Research
and Development Highlights Participatory
monitoring and evaluation of participatory research in southwestern Colombia. |  |
Bouncing
back after tragedy: The Cassava Biotechnology Network The past year has
been a busy and productive one for the Cassava Biotechnology Network (CBN), which
supported 11 new projects under its small-grants scheme, approved seven fellowships
for Master’s students, and gave guidance to pilot projects in Colombia,
Brazil, Cuba, and Ecuador. CBN’s grand finale for 2003-2004 was a week-long
event, its Sixth International Scientific Meeting, held at CIAT headquarters in
March. CIAT staff and collaborators know that heavy workloads and hectic
schedules like these are nothing out of the ordinary. What makes CBN’s recent
accomplishments noteworthy is that they emerged from what was, throughout 2002,
a gaping professional vacuum and period of mourning by CIAT employees and cassava
specialists around the world. In January 2002, two CIAT staff—CBN coordinator
Chusa Ginés and CBN social scientist Verónica Mera—lost their
lives when the plane they were on, flying in foggy weather, crashed into the Cumbal
volcano. The two women had been en route from their base in Quito, Ecuador, to
meetings at CIAT headquarters. After the tragedy Canada’s International
Development Research Centre (IDRC) announced it would provide US$450,000 over
5 years to launch the Ginés-Mera Memorial Fellowship Fund for Postgraduate
Studies in Biodiversity. The first round of fellowships was approved in 2003.
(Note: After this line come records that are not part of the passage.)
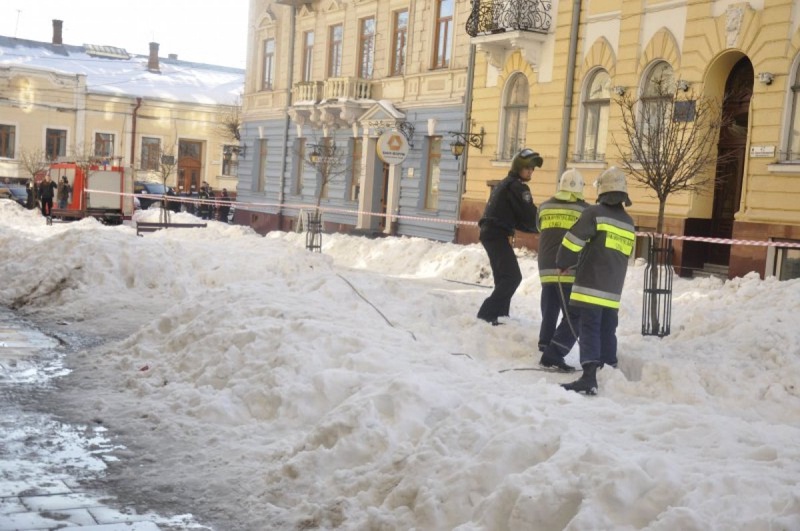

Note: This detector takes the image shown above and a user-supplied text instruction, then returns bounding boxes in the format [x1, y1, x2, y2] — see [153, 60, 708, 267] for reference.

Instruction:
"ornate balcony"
[467, 0, 553, 37]
[289, 77, 375, 128]
[466, 0, 553, 68]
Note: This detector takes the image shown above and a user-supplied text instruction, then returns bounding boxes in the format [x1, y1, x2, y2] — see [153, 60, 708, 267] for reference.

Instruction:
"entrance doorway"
[378, 162, 389, 232]
[706, 57, 754, 266]
[178, 140, 203, 194]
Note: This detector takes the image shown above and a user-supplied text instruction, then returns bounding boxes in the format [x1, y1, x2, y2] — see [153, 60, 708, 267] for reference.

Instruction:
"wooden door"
[706, 57, 754, 266]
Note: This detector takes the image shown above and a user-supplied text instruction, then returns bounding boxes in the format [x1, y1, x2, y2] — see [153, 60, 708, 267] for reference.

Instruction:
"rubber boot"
[561, 362, 599, 395]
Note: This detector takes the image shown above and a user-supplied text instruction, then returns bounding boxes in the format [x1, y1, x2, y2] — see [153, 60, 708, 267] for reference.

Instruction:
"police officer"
[478, 148, 543, 325]
[556, 166, 635, 395]
[538, 169, 589, 372]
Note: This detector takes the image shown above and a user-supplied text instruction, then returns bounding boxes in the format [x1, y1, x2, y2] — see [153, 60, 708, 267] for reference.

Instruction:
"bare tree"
[153, 147, 178, 223]
[19, 148, 50, 181]
[613, 76, 726, 234]
[299, 132, 347, 250]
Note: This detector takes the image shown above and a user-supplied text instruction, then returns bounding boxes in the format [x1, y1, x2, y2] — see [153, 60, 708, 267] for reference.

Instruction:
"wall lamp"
[222, 144, 247, 160]
[447, 127, 486, 160]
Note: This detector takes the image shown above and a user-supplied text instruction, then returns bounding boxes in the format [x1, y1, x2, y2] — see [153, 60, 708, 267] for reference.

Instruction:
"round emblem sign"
[377, 131, 408, 165]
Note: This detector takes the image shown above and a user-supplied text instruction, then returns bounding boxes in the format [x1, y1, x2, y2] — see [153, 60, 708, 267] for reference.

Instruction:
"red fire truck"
[49, 162, 133, 225]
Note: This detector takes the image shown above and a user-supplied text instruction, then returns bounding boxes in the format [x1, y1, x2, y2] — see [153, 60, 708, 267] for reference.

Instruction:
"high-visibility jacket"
[556, 204, 636, 309]
[537, 197, 589, 284]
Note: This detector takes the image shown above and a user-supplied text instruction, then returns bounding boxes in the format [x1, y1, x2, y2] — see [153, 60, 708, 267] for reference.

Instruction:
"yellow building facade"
[0, 25, 246, 200]
[458, 0, 800, 278]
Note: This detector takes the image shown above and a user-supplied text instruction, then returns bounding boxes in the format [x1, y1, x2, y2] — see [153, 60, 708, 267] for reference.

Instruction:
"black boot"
[539, 349, 575, 372]
[561, 362, 599, 395]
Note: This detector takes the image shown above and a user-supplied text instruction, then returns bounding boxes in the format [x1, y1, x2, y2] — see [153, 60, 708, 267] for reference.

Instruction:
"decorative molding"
[725, 5, 744, 48]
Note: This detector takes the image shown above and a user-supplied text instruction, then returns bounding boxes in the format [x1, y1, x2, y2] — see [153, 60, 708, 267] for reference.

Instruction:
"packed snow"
[0, 201, 800, 531]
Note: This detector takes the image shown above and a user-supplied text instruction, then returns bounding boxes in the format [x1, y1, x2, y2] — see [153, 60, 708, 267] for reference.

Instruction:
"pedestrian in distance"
[478, 148, 543, 326]
[537, 169, 589, 372]
[56, 175, 72, 209]
[39, 173, 58, 219]
[556, 166, 636, 395]
[219, 188, 231, 223]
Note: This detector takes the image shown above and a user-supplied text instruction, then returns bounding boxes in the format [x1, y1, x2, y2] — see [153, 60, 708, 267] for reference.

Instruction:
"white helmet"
[594, 166, 628, 195]
[558, 168, 585, 194]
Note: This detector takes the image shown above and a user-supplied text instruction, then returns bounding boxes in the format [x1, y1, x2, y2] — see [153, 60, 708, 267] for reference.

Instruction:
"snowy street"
[0, 202, 800, 531]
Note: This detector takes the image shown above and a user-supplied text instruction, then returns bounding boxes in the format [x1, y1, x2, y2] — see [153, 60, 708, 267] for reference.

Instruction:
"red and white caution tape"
[86, 189, 800, 249]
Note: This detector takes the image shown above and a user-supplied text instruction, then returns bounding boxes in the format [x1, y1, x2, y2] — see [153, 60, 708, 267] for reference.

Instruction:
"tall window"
[142, 136, 161, 171]
[222, 147, 238, 176]
[328, 24, 344, 77]
[500, 74, 528, 160]
[292, 138, 306, 195]
[44, 129, 67, 160]
[358, 17, 375, 79]
[577, 70, 611, 161]
[253, 138, 268, 192]
[303, 31, 314, 81]
[350, 138, 364, 201]
[433, 0, 455, 68]
[641, 61, 675, 144]
[0, 124, 17, 159]
[786, 63, 800, 161]
[94, 133, 114, 159]
[425, 136, 442, 210]
[261, 39, 275, 90]
[391, 9, 408, 76]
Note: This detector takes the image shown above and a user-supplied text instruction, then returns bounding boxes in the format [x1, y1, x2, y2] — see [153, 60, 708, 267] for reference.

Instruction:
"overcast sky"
[0, 0, 248, 68]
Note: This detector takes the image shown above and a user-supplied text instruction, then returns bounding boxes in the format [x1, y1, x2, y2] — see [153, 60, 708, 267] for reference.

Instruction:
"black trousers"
[478, 238, 522, 323]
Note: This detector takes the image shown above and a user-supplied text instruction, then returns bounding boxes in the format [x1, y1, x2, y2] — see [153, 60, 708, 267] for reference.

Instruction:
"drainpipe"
[556, 0, 581, 183]
[278, 7, 295, 230]
[131, 98, 142, 168]
[453, 44, 475, 242]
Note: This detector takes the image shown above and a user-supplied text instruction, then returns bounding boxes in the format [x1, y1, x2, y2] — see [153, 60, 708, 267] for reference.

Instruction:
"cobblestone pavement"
[0, 308, 209, 531]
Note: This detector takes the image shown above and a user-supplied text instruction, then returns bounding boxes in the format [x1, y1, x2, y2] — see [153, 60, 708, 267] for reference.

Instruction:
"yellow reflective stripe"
[597, 223, 634, 256]
[539, 208, 581, 229]
[561, 238, 583, 253]
[540, 275, 575, 284]
[569, 291, 619, 309]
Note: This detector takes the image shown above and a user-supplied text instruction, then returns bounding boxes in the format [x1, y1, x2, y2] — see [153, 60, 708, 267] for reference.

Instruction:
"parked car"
[133, 181, 181, 212]
[0, 184, 28, 207]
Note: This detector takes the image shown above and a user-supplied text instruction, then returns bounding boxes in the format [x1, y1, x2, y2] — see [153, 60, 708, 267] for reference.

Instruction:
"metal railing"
[466, 0, 553, 37]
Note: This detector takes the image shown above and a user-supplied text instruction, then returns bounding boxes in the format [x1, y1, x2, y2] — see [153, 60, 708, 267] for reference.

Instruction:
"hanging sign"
[376, 131, 408, 165]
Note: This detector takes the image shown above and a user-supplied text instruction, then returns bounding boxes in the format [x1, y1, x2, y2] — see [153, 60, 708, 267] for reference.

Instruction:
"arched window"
[640, 61, 675, 140]
[500, 74, 528, 160]
[576, 70, 611, 161]
[785, 61, 800, 161]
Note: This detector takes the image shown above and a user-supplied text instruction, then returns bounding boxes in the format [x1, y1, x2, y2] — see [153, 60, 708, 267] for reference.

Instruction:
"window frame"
[431, 0, 455, 70]
[358, 16, 378, 79]
[92, 131, 116, 159]
[575, 68, 611, 162]
[498, 72, 531, 160]
[0, 124, 17, 159]
[422, 135, 444, 211]
[44, 127, 69, 161]
[139, 136, 161, 171]
[389, 8, 408, 76]
[261, 37, 277, 90]
[328, 23, 344, 77]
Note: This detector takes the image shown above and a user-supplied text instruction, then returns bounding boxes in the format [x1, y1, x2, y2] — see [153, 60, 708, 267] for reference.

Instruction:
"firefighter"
[478, 148, 543, 325]
[538, 169, 588, 372]
[556, 166, 636, 395]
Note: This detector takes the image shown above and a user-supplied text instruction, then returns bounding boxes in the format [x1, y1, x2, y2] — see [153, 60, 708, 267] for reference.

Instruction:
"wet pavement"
[0, 307, 210, 531]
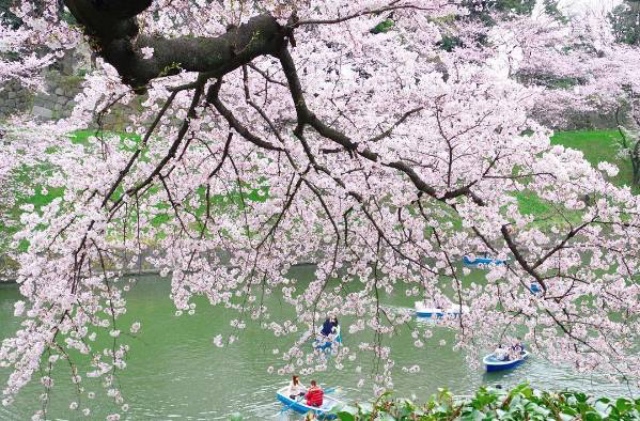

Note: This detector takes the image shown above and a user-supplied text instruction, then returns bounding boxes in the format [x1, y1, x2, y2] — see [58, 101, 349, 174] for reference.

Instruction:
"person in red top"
[304, 380, 324, 407]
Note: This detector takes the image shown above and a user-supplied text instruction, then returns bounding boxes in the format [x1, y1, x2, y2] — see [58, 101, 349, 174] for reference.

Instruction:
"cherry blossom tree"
[0, 0, 640, 416]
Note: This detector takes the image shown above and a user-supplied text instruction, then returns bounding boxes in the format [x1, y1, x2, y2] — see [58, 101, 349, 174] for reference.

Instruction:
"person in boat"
[331, 316, 340, 339]
[288, 375, 307, 400]
[511, 338, 524, 355]
[320, 316, 333, 337]
[493, 344, 509, 361]
[304, 380, 324, 408]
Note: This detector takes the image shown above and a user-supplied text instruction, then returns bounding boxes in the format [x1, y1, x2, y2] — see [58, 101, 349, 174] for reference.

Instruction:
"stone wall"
[0, 52, 145, 131]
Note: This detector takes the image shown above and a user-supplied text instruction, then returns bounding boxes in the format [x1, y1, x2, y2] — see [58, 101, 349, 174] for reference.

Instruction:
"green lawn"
[0, 129, 631, 256]
[551, 129, 632, 186]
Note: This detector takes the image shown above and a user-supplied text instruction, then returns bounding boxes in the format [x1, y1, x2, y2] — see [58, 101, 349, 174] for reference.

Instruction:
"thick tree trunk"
[65, 0, 287, 92]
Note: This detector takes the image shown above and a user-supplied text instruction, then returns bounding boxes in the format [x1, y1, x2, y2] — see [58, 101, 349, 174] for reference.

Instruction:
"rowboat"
[482, 350, 529, 371]
[276, 386, 343, 420]
[313, 326, 342, 351]
[414, 301, 469, 318]
[462, 256, 507, 268]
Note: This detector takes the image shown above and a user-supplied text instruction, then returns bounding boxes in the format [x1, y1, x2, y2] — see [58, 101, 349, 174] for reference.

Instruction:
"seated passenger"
[288, 376, 306, 399]
[493, 344, 509, 361]
[320, 317, 333, 336]
[304, 380, 324, 408]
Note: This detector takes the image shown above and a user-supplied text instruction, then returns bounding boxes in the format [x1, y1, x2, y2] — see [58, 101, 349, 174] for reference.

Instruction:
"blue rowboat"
[276, 386, 343, 420]
[414, 301, 469, 318]
[313, 326, 342, 351]
[462, 256, 507, 268]
[482, 350, 529, 371]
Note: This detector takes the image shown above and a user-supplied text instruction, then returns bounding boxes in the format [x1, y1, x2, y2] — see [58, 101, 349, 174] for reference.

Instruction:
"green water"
[0, 269, 632, 421]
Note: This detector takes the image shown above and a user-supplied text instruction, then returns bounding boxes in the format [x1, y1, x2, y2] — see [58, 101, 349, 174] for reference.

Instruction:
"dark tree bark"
[65, 0, 287, 92]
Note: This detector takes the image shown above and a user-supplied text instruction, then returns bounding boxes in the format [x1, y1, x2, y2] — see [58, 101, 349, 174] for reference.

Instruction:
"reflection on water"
[0, 277, 636, 421]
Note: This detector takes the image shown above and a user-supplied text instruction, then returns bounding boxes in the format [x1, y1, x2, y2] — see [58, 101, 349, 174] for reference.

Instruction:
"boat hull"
[482, 351, 529, 372]
[462, 256, 507, 268]
[276, 388, 341, 420]
[414, 301, 469, 319]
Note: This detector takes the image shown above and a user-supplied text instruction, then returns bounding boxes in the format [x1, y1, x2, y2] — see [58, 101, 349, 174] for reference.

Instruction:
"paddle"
[275, 386, 340, 417]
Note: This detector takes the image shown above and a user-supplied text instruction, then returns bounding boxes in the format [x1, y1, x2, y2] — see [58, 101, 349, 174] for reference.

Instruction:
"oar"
[276, 386, 340, 416]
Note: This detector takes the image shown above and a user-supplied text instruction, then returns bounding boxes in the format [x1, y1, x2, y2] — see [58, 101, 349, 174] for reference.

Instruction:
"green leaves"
[369, 18, 394, 34]
[337, 383, 640, 421]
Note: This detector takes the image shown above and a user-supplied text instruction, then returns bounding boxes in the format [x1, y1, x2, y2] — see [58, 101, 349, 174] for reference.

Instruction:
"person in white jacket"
[288, 375, 307, 399]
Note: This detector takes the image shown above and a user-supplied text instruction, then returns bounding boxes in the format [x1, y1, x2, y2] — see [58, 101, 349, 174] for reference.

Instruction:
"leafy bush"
[336, 384, 640, 421]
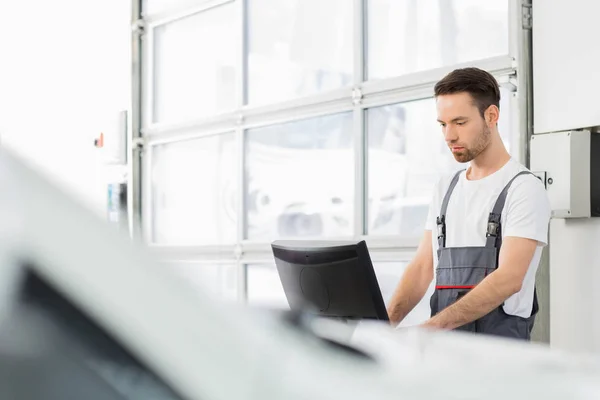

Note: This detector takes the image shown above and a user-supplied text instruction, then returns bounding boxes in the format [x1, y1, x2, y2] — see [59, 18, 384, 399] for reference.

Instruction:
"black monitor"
[271, 240, 389, 321]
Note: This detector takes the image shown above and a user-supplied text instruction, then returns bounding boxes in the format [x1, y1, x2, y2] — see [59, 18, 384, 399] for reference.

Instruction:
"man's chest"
[446, 188, 504, 247]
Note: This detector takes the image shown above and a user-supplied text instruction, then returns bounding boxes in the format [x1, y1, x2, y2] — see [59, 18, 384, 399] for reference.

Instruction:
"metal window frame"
[130, 0, 532, 300]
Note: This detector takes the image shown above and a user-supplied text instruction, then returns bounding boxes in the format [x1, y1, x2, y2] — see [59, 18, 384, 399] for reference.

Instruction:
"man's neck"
[467, 141, 510, 181]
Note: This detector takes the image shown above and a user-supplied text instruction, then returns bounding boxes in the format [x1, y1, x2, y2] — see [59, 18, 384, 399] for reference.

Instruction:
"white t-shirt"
[425, 158, 550, 318]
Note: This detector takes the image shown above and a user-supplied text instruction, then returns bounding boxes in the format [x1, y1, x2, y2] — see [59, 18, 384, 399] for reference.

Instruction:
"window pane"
[152, 133, 237, 245]
[165, 261, 237, 301]
[368, 0, 508, 79]
[367, 89, 511, 237]
[154, 4, 238, 122]
[373, 261, 434, 326]
[246, 264, 290, 309]
[248, 0, 353, 104]
[143, 0, 204, 16]
[245, 113, 354, 241]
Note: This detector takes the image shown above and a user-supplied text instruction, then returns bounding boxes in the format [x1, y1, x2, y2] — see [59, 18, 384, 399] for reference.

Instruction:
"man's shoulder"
[435, 168, 466, 193]
[507, 161, 546, 196]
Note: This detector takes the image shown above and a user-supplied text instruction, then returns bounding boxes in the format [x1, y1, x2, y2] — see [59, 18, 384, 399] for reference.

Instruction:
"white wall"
[533, 0, 600, 351]
[0, 0, 131, 216]
[533, 0, 600, 133]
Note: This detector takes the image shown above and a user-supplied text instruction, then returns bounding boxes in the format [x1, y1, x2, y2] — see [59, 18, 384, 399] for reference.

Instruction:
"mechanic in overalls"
[388, 68, 550, 340]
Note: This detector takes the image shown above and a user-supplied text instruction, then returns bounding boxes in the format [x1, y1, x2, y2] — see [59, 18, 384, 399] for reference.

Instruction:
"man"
[388, 68, 550, 340]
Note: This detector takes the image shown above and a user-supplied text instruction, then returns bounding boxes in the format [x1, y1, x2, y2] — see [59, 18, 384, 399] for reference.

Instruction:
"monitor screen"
[271, 240, 388, 321]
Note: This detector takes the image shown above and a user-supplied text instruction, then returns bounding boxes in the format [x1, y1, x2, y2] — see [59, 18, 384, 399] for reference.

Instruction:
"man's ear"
[483, 104, 500, 125]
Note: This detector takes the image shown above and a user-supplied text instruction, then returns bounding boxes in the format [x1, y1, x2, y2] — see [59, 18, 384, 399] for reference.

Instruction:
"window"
[153, 4, 239, 123]
[143, 0, 198, 15]
[163, 261, 238, 301]
[367, 89, 511, 237]
[247, 0, 353, 105]
[245, 113, 354, 241]
[246, 264, 290, 310]
[133, 0, 520, 306]
[152, 133, 237, 245]
[367, 0, 508, 79]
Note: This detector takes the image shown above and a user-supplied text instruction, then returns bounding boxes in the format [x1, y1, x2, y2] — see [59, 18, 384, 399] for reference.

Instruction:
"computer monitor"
[271, 240, 389, 321]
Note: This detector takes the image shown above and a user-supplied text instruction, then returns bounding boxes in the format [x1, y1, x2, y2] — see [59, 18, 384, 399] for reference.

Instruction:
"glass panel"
[165, 261, 237, 301]
[246, 264, 290, 309]
[152, 133, 237, 245]
[247, 0, 353, 104]
[373, 261, 435, 326]
[368, 0, 509, 79]
[245, 113, 354, 241]
[143, 0, 204, 16]
[367, 89, 511, 237]
[153, 4, 239, 123]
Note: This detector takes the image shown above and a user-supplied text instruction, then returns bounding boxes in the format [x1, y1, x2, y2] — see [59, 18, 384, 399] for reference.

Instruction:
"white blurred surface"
[0, 0, 131, 216]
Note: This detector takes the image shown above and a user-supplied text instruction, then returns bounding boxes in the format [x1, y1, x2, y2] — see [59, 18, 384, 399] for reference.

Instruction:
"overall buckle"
[436, 215, 446, 239]
[485, 213, 500, 237]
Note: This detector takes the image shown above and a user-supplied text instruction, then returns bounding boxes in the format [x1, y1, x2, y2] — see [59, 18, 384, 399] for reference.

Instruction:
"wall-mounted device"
[530, 129, 600, 218]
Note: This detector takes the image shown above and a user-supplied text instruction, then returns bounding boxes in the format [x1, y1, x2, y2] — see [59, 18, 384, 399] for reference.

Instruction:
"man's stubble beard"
[452, 124, 492, 163]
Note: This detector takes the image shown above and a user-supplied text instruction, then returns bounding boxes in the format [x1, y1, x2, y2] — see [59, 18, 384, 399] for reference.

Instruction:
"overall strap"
[485, 171, 533, 248]
[437, 169, 464, 248]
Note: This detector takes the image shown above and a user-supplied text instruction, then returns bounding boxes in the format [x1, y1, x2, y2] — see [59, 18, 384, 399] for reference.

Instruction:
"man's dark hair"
[434, 67, 500, 118]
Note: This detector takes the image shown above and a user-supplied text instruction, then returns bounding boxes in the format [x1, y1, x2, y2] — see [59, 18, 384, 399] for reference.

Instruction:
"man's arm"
[422, 237, 538, 329]
[388, 230, 433, 325]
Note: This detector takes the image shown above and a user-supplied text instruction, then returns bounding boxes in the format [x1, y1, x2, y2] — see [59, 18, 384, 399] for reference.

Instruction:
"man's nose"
[444, 126, 458, 143]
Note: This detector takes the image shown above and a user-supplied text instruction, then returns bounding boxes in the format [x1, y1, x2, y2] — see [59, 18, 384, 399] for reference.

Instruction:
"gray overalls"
[430, 171, 538, 340]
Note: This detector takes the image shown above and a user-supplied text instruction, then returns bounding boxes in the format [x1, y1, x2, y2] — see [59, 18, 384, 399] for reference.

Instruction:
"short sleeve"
[503, 176, 551, 246]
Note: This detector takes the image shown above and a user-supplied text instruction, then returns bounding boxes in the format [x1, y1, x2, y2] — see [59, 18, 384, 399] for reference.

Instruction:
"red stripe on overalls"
[435, 285, 475, 289]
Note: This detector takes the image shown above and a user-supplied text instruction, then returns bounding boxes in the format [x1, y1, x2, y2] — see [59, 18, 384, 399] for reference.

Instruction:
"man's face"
[437, 93, 491, 163]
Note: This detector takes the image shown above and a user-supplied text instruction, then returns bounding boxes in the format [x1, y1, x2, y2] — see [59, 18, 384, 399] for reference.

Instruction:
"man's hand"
[387, 230, 433, 325]
[421, 237, 537, 329]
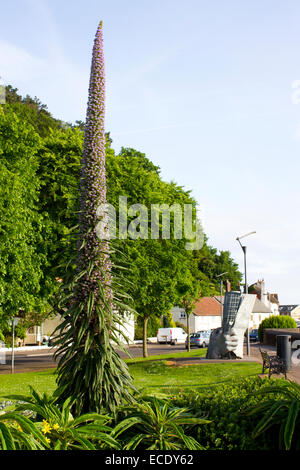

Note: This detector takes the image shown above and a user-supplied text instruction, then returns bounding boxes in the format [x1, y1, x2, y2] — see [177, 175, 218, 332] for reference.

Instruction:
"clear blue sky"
[0, 0, 300, 304]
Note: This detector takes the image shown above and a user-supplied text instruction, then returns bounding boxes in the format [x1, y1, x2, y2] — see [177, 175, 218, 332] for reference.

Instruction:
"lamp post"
[237, 231, 256, 356]
[9, 317, 19, 374]
[216, 271, 228, 325]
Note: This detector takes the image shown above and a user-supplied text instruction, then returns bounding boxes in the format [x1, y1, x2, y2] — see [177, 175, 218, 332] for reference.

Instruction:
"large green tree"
[0, 107, 45, 318]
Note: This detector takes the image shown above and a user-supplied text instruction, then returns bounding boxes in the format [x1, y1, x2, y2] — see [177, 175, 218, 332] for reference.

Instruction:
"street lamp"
[216, 271, 228, 324]
[237, 231, 256, 356]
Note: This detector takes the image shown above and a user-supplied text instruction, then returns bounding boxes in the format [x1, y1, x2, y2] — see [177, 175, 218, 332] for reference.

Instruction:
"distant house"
[171, 297, 221, 333]
[279, 304, 300, 321]
[248, 279, 279, 315]
[171, 290, 273, 333]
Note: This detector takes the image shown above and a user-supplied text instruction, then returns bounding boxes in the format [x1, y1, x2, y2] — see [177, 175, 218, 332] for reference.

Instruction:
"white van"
[157, 328, 187, 344]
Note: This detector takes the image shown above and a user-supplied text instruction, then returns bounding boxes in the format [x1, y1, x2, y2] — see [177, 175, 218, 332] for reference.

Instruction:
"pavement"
[0, 343, 300, 384]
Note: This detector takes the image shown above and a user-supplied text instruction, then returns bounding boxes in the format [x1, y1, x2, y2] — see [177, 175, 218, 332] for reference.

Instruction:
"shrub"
[0, 388, 120, 450]
[249, 381, 300, 450]
[112, 397, 209, 450]
[258, 315, 297, 343]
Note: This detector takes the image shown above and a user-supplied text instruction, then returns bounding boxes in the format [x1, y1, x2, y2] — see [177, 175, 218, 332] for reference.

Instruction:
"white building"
[171, 297, 221, 333]
[171, 296, 274, 333]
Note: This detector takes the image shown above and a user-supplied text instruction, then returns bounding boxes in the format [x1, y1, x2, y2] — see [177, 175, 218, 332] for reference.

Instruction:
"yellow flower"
[42, 419, 51, 434]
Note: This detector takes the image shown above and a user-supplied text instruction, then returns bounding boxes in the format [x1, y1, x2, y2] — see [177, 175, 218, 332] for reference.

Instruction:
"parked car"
[249, 329, 258, 341]
[157, 328, 187, 345]
[185, 331, 210, 349]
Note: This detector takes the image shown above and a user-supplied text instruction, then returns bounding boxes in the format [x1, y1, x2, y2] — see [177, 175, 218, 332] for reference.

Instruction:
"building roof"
[279, 304, 299, 313]
[193, 295, 272, 316]
[252, 297, 272, 313]
[248, 280, 279, 305]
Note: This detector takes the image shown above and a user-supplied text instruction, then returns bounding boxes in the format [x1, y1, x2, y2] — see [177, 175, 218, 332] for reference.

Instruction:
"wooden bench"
[259, 348, 287, 379]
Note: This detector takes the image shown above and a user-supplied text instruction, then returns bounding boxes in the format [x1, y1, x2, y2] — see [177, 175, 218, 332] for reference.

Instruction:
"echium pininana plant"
[56, 23, 132, 414]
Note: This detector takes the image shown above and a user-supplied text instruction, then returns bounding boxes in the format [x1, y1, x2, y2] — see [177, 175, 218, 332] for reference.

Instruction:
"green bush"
[249, 380, 300, 450]
[171, 377, 280, 450]
[258, 315, 297, 343]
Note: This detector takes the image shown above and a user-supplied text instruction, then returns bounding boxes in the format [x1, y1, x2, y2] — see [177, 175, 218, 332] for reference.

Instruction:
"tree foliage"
[0, 108, 45, 317]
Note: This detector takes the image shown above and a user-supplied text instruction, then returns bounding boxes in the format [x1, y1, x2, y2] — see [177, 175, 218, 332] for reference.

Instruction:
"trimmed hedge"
[171, 377, 281, 450]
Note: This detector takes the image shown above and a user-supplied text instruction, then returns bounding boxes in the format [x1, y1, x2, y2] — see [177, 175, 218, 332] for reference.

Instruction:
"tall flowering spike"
[55, 22, 133, 414]
[77, 21, 111, 301]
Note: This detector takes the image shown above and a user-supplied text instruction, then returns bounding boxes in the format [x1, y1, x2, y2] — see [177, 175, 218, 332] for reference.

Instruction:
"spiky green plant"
[56, 22, 132, 415]
[112, 397, 210, 450]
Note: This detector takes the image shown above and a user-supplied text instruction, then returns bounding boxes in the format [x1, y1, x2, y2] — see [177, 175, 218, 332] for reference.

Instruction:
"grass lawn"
[0, 369, 56, 400]
[0, 350, 261, 400]
[125, 348, 207, 364]
[130, 361, 261, 395]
The funds support seven students, carrying out their research projects in Colombia
and Peru. IDRC, along with The Netherlands’ Directorate General for
International Cooperation (DGIS), also supported CBN operations in 2001 and 2002.
DGIS funding continues through 2004. In February 2003, Brazilian plant physiologist
Alfredo Alves was appointed CBN coordinator. And in May, Elizabeth Caicedo, from
Colombia, was recruited to the position of social scientist. With these key positions
filled, CBN is once again able to fulfill its mission: mobilizing biotechnology
to enhance cassava’s contribution to food security and economic development
in poor areas of Latin America and the Caribbean. Grown mainly by small
farmers, cassava is vital to the food security and livelihoods of about 500 million
people across the tropics. However, compared with other major food crops like
rice, wheat, and potatoes, this versatile industrial and food crop has received
remarkably scant scientific attention since the advent of modern biotechnology
some 25 years ago. As research by CIAT and CBN members has shown, biotechnology
offers many useful tools for cassava improvement. Applications range from farmer-operated
tissue culture laboratories for producing healthy planting material, through the
use of molecular markers for selecting superior plants in breeding programs, to
genetic transformation for higher vitamin A content. For more information,
including documents from the Sixth International Meeting, visit CBN’s Web
site: www.ciat.cgiar.org/biotechnology/cbn/index.htm Industrial
drying opens up a lucrative market for cassavaNew technology for high-volume
drying of cassava roots and leaves is poised to slash Latin America’s heavy
reliance on imported animal feed, especially maize. In Colombia the rapidly expanding
poultry industry, 90 percent of whose raw materials for feed still come from foreign
sources, has taken serious note of this low-cost innovation and begun to invest. The
drying system was designed and tested by the Latin American and Caribbean Consortium
to Support Cassava Research and Development (CLAYUCA) and CIAT. Colombia, whose
agriculture ministry provided project funding, is the test ground. Three
factories—which clean, peel, chip, and then dry cassava with hot-air blowers,
all in one operation—went into service in 2003. As of March 2004, another
eight were under construction. Throughput capacity varies between half a ton and
5 tons of fresh cassava roots per hour. Significantly, one-quarter of the
US$1.6 million invested so far in the new technology comes from Colombian farmers.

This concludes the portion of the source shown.